Diesel is a heavier liquid than petrol, and much more "oily". Diesel requires pressure to be ignited and does not evaporate like petrol does. When you try to fire up the engine, the spark plugs won't be able to ignite the diesel and the engine won't start. Putting petrol in a diesel engine is much more complicated (and easier as mentioned above). Modern diesel engines operate at very high pressures with diesel acting as a lubricant for the engine and the injection system. However, when petrol is mixed with diesel, it acts as a thinner, causing the diesel to lose its lubrication properties and the friction will cause wear to the engine and fuel pump.

If You Are Still At The Pump

If you are still at the filling station when you realise your mistake, you can rectify the problem with minimal damage to your vehicle. It's very important at this stage that you don't start your car's engine. Simply put your car in neutral and push your vehicle out of the filling station so that it's out of the way, and inform the station attendant or call your breakdown cover organisation if you have coverage. To fix the issue, all fuel will need to be drained from your vehicle. If you have roadside assistance, this can often be done right at the station or roadside. If you don't have roadside coverage, your car will need to be taken to a garage - but do not attempt to fire the engine up. Once all fuel has been drained, the tank will need to be filled with the appropriate fuel and primed to remove any air leaks from the fuel system. To be extra safe there is no remaining wrong fuel in the system, change the fuel filter.

If You Have Started To Drive

If you began to drive and your car only to find it suddenly came to a halt, it's a much bigger problem. Once you have turned your vehicle on, the incorrect fuel will make its way to your engine and cause major damage. Petrol is much more volatile than diesel, plus diesel relies on high pressure to combust. With the high pressure and air, if petrol enters a diesel engine, the petrol will prematurely combust and force pistons out of their order. At this point your only real solution is to call your breakdown company. They will have to tow cars, vans or 4x4s in this situation to a garage to inspect the damage. The bill to repair such damage can often be in the four-figure range. On older vehicles you may want to check with your insurance company, as it may be easier to simply write the vehicle off rather than undertake costly repairs.

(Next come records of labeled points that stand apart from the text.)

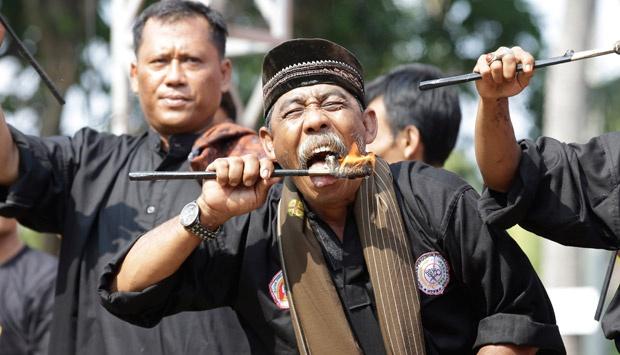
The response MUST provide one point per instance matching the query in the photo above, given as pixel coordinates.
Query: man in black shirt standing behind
(78, 187)
(26, 294)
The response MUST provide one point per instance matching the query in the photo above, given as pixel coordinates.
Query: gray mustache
(326, 139)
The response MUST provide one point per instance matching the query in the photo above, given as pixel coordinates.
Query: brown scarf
(320, 324)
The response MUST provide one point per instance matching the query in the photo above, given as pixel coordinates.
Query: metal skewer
(24, 52)
(569, 56)
(204, 175)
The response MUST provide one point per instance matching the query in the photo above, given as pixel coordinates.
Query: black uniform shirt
(78, 187)
(26, 299)
(569, 193)
(490, 292)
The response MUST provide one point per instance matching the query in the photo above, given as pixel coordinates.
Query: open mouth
(322, 158)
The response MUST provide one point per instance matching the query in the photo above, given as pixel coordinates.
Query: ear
(413, 147)
(133, 77)
(226, 72)
(369, 119)
(266, 140)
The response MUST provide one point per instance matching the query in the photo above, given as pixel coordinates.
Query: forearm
(507, 350)
(9, 155)
(497, 151)
(155, 256)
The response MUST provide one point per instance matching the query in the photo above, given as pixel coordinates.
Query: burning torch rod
(350, 171)
(569, 56)
(24, 52)
(206, 175)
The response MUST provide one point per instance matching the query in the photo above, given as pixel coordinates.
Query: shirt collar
(179, 144)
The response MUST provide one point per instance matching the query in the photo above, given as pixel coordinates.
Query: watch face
(189, 214)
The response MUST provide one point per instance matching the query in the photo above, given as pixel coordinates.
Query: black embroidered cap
(310, 61)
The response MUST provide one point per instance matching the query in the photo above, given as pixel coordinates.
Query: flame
(355, 160)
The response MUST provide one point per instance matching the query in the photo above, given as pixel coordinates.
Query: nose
(315, 120)
(175, 75)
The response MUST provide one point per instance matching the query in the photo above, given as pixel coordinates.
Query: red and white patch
(433, 273)
(277, 289)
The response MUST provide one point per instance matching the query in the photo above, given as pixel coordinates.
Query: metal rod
(605, 287)
(198, 175)
(569, 56)
(24, 52)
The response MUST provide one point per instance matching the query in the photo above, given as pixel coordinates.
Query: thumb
(262, 188)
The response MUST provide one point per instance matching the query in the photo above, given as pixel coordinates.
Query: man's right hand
(500, 78)
(241, 186)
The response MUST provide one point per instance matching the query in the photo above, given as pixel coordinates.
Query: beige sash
(320, 324)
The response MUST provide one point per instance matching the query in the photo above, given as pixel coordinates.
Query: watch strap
(203, 232)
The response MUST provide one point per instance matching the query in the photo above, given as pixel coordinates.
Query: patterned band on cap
(337, 69)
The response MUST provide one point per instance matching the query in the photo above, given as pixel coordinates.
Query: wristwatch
(190, 220)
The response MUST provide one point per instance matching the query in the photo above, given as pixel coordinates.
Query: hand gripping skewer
(569, 56)
(332, 169)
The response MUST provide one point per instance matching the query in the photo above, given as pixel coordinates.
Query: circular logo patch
(277, 289)
(433, 273)
(296, 208)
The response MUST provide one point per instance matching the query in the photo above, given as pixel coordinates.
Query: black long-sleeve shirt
(476, 286)
(78, 187)
(26, 301)
(569, 193)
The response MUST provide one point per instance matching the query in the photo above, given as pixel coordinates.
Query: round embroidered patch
(432, 272)
(277, 289)
(296, 208)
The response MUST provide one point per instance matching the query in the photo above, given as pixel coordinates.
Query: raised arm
(9, 155)
(239, 189)
(497, 152)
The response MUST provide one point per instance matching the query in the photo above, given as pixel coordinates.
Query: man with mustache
(77, 187)
(398, 262)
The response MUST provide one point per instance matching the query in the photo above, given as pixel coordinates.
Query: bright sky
(551, 12)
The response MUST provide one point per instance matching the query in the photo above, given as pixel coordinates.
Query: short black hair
(227, 104)
(436, 113)
(173, 10)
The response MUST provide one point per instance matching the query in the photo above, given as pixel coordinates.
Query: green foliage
(605, 98)
(55, 32)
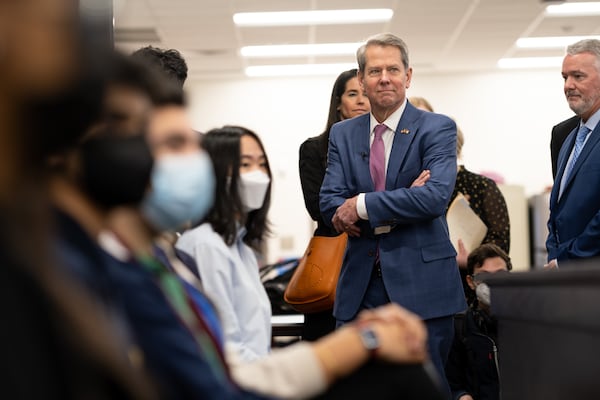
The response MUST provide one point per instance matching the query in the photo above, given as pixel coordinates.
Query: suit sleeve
(333, 192)
(436, 151)
(311, 176)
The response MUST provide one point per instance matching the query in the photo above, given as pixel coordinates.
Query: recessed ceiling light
(291, 50)
(550, 42)
(573, 9)
(298, 69)
(530, 62)
(318, 17)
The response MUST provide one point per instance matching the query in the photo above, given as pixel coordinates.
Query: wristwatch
(369, 339)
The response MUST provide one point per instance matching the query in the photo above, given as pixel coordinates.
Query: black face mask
(116, 169)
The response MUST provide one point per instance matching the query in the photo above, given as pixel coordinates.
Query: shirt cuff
(361, 207)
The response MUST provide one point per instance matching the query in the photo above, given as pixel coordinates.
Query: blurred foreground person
(53, 344)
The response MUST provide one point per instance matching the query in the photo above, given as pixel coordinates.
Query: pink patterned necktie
(377, 159)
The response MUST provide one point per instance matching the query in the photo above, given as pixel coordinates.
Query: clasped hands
(402, 335)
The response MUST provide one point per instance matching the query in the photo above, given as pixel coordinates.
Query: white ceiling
(442, 35)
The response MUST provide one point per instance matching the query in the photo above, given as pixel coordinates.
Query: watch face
(369, 339)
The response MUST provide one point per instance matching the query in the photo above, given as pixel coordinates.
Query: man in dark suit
(399, 249)
(560, 132)
(574, 223)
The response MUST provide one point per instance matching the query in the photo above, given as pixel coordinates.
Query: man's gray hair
(382, 39)
(586, 46)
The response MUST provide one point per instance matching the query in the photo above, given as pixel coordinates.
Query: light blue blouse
(230, 278)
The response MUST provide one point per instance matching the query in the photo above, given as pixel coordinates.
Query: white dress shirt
(388, 140)
(230, 278)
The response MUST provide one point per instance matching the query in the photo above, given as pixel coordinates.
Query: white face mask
(253, 189)
(483, 294)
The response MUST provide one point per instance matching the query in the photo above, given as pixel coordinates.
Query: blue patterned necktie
(581, 135)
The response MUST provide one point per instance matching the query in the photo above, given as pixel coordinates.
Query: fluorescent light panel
(319, 17)
(298, 69)
(550, 42)
(530, 62)
(291, 50)
(573, 9)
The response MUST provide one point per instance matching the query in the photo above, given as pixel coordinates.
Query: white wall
(506, 118)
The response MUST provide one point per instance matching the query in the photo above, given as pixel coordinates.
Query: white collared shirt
(230, 278)
(591, 123)
(388, 140)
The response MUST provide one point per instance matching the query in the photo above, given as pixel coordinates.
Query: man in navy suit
(574, 223)
(399, 249)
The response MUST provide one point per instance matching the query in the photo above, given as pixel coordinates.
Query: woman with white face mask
(223, 244)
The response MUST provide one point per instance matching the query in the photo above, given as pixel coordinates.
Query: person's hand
(402, 335)
(422, 178)
(462, 256)
(345, 217)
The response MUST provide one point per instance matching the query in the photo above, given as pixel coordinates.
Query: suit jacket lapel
(405, 133)
(360, 150)
(563, 157)
(585, 152)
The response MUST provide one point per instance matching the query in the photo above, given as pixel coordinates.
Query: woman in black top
(347, 101)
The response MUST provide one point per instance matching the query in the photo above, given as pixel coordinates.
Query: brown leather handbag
(312, 287)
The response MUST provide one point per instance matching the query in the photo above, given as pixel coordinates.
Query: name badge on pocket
(382, 229)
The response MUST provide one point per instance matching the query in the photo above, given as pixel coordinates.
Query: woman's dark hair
(339, 87)
(223, 146)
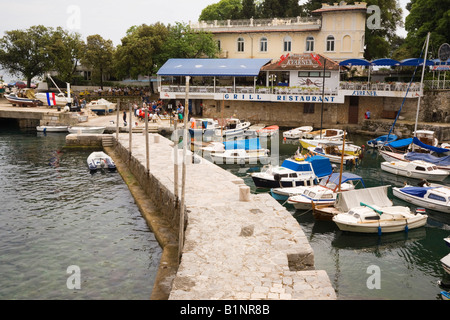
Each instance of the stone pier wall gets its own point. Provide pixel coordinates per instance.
(233, 249)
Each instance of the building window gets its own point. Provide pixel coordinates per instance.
(240, 44)
(309, 44)
(263, 44)
(287, 44)
(346, 44)
(330, 43)
(308, 108)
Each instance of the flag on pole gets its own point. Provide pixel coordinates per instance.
(51, 98)
(317, 58)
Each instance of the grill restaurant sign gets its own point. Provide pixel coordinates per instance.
(279, 98)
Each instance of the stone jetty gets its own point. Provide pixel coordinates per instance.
(236, 246)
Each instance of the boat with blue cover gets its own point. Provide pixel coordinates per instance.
(100, 160)
(382, 140)
(434, 198)
(324, 194)
(293, 173)
(328, 185)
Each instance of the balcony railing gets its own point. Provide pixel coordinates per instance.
(379, 86)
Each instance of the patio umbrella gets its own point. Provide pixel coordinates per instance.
(355, 62)
(20, 84)
(415, 62)
(385, 62)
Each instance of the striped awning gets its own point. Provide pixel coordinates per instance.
(213, 67)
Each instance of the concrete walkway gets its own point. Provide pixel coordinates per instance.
(233, 249)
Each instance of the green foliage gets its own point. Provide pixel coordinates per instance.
(427, 16)
(98, 55)
(141, 51)
(183, 42)
(65, 51)
(24, 52)
(223, 10)
(246, 9)
(146, 48)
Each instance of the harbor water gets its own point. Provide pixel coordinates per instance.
(404, 265)
(67, 233)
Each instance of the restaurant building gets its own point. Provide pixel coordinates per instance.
(286, 72)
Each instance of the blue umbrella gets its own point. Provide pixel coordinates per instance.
(385, 62)
(355, 62)
(415, 62)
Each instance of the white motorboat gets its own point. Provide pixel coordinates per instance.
(434, 198)
(268, 131)
(370, 210)
(445, 261)
(326, 134)
(100, 160)
(297, 133)
(427, 137)
(241, 156)
(375, 219)
(382, 140)
(101, 106)
(325, 193)
(331, 151)
(23, 98)
(417, 169)
(348, 182)
(202, 127)
(53, 99)
(292, 173)
(46, 129)
(232, 127)
(349, 148)
(86, 130)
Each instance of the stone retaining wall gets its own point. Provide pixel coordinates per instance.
(233, 249)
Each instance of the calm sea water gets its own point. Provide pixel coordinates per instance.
(408, 263)
(55, 214)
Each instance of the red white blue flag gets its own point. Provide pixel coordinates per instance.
(51, 99)
(317, 58)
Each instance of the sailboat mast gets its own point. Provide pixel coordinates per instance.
(421, 84)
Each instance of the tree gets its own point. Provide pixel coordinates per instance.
(280, 9)
(223, 10)
(248, 9)
(98, 54)
(141, 50)
(65, 50)
(25, 52)
(183, 42)
(377, 40)
(427, 16)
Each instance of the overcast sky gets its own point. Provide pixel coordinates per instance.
(108, 18)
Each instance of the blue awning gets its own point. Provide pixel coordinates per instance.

How To Avoid Putting The Wrong Fuel In Your Car

Of course, the obvious solution to avoiding such issues is to be attentive when filling your vehicle. If you are letting a friend or family member borrow your vehicle, make sure to tell them what type of fuel your vehicle uses. You can make it extra clear by placing a sticker on your fuel cap labelled with the appropriate fuel type, which will act as a reminder to anyone when they go to fill up the tank. If your vehicle is not already fitted with one, it's also possible to purchase fuel neck caps for diesel vehicles that will prevent putting petrol into a diesel tank by not allowing the nozzle to fit.